Line #    Mem usage    Increment  Occurences   Line Contents
============================================================
     3     18.6 MiB     18.6 MiB           1   @profile
     4                                         def wasteful_sum_function() -> int:
     5     19.1 MiB      0.5 MiB       10003       return sum([x**2 for x in range(10**4)])


Filename: example_2.py

Line #    Mem usage    Increment  Occurences   Line Contents
============================================================
     7     19.1 MiB     19.1 MiB           1   @profile
     8                                         def resource_efficient_sum_function() -> int:
     9     19.1 MiB      0.0 MiB       20003       return sum((x**2 for x in range(10**4)))

As you can see in the result, using Generator iterable instead of List iterable decreased our memory usage by .5MiB.

You can reach more detailed information on memory_profiler homepage.

3. Using Scalene as a Profiler

Scalene is a full-featured profiler written in Python, C++, and C which makes it really fast than other profilers.

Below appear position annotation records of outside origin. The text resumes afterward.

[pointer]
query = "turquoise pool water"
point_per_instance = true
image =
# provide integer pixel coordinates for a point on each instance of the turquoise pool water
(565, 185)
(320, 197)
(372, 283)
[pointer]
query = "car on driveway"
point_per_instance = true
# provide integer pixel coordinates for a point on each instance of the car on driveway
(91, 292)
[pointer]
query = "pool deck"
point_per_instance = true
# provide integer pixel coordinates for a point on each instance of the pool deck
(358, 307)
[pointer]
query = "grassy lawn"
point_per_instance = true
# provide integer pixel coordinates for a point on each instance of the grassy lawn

Profiling with Scalene is as simple as;

1
2
#pip install scalene
scalene example.py

Outputs as Output of Scalene profiling example script

We can see which code blocks take most of the time elapsed (Time %), memory usage percentage and amount (Mem %, Net(MB)). These are quite important metrics, moreover, we knew the huge overhead of import in Python, and we’ve seen it again.

There are a bunch of options for scalene, e.g. --profile-all flag profiles the program in every aspect, CPU, GPU, Memory usage included.

You can check out man scalene or scalene github page for more detailed information.

Pitfalls

PLEASE keep in mind that

Premature optimization is the root of all evil.

Perfect is the enemy of good.

In other words, do not waste your time and energy with unnecessary optimizations which would not affect overall performance adequately. Otherwise, you’ll find yourself confused and lost, end up with a complicated and unreadable code. Just optimize inefficient code and avoid overdoing optimizations.

Conclusion

You can improve your overall performance by profiling and optimizing your code in different aspects. You can profile and compare functions and libraries all you want. But writing an efficient algorithm is the best way of optimizing. That is to say, write better code.

Closing tips:

  • Use Python’s built-in functions as much as you can. They are quite fast, constantly getting better, and fit for almost every situation.
  • Don’t overdo your optimizations. Instead, work on your real priorities.
  • Write better algorithms. It’s the best way of optimization.
  • Good is enough. You can just get close to perfect, you can’t reach it. Don’t bother.